Su libro empezaría así: “mató por causas biológicas y trata de subsistir. Un condenado a muerte, un miedo que nos obliga a separar. Separamos lo que no sirve, lo que asusta, lo distinto, lo envidiado, lo mortal”.
Digno comienzo de un ensayo profundo, un policial negro, un drama singular. Pero Matilde simplemente escribía por escribir. El viejo truco del dictado divino (o andar por la borda, o engañar al Word). Ella, madura periodista en busca de la obra culmine, la palabra correcta.
Fragmentos de experiencias que catalizan, que reposan en un lodo cotidiano. Quiere brillar y dejar en la tierra un legado. Ser reconocida en vida, admirada a la vuelta.

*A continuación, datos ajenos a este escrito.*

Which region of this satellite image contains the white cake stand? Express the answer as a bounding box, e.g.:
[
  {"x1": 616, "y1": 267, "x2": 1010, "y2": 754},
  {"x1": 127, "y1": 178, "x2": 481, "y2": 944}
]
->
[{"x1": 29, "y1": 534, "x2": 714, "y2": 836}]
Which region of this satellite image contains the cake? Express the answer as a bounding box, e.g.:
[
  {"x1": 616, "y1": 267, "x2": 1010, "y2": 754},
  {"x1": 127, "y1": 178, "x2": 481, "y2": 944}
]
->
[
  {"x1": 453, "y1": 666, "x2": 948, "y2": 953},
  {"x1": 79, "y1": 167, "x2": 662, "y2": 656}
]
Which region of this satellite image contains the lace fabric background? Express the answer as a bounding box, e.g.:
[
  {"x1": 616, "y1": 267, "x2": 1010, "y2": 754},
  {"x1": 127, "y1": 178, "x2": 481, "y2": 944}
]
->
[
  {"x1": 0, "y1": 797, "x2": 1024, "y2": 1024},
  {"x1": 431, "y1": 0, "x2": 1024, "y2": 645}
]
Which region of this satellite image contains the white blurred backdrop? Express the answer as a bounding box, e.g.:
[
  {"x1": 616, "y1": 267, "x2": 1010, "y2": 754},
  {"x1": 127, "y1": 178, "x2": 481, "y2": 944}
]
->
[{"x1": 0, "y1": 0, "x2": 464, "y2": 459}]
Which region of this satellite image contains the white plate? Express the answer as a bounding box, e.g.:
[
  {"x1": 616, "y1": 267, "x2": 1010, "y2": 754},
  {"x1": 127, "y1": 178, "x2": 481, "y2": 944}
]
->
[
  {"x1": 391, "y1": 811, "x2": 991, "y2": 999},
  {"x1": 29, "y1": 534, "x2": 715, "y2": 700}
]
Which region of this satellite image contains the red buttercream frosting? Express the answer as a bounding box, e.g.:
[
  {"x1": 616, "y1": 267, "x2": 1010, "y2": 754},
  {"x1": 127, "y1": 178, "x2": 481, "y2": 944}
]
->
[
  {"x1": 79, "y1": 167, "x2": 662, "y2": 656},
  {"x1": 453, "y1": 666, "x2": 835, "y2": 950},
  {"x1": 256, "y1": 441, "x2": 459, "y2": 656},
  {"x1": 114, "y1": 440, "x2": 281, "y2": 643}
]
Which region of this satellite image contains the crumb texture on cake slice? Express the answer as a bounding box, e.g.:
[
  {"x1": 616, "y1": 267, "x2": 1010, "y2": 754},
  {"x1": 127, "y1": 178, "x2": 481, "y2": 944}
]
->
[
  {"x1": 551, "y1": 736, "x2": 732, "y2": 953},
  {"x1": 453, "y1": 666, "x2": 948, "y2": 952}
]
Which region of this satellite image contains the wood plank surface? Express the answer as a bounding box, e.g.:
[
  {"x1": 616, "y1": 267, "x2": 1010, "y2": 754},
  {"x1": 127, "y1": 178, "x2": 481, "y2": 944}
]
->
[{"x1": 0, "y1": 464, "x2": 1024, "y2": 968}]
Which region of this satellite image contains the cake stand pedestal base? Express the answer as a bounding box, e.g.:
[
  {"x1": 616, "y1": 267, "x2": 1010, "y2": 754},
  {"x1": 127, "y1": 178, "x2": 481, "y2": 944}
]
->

Obviamos el “muerta” y el triste final
Trabajar en la redacción del diario más importante era un sueño a los 26. Un desafío a los 32. Una debacle a los 50. Las hojas de la gloria no acompañan su vitrina; sólo caen en otoño.
La magia ocurre cuando menos uno se lo espera. Llegó la oferta de universidad privada. Los alumnos escuchan, las clases enseñan. Si se educa, se llena. Y no hay música de fondo que supere a la melodía del momento. Los acordes que nos hacen saber que el destino nos encontró.
La docencia tapó agujeros. Rebalsó sangre. Ambiente perfecto para lucirse, para ser admirada, para contarle al mundo a qué vinimos, para dejar una marca.
Mi alumno el Premio Nobel. Mi pupilo el Presidente. O simplemente, “puso el celular en vibrador para escucharme”. No importa. Sólo sabe que la gente joven no bosteza en 90 minutos y eso es suficiente.
Hay esperanzas, hay generaciones que sabrán informar, que nos comunicarán lo importante o que simplemente escribirán sin faltas.
El gato maúlla y rasga la alfombra. El departamento de Matilde destila soledad. Un sachet de leche reposa en la heladera en compañía de una ensalada del chef y un cuarto de pollo deshuesado.
Tampoco importa. Matilde no irá a cenar hoy. Sale con Lambertino, el de Historia del Siglo XX. Curiosa forma de ponerle punto final al pasado (de maldad insolente). Ya no hay quien lo niegue.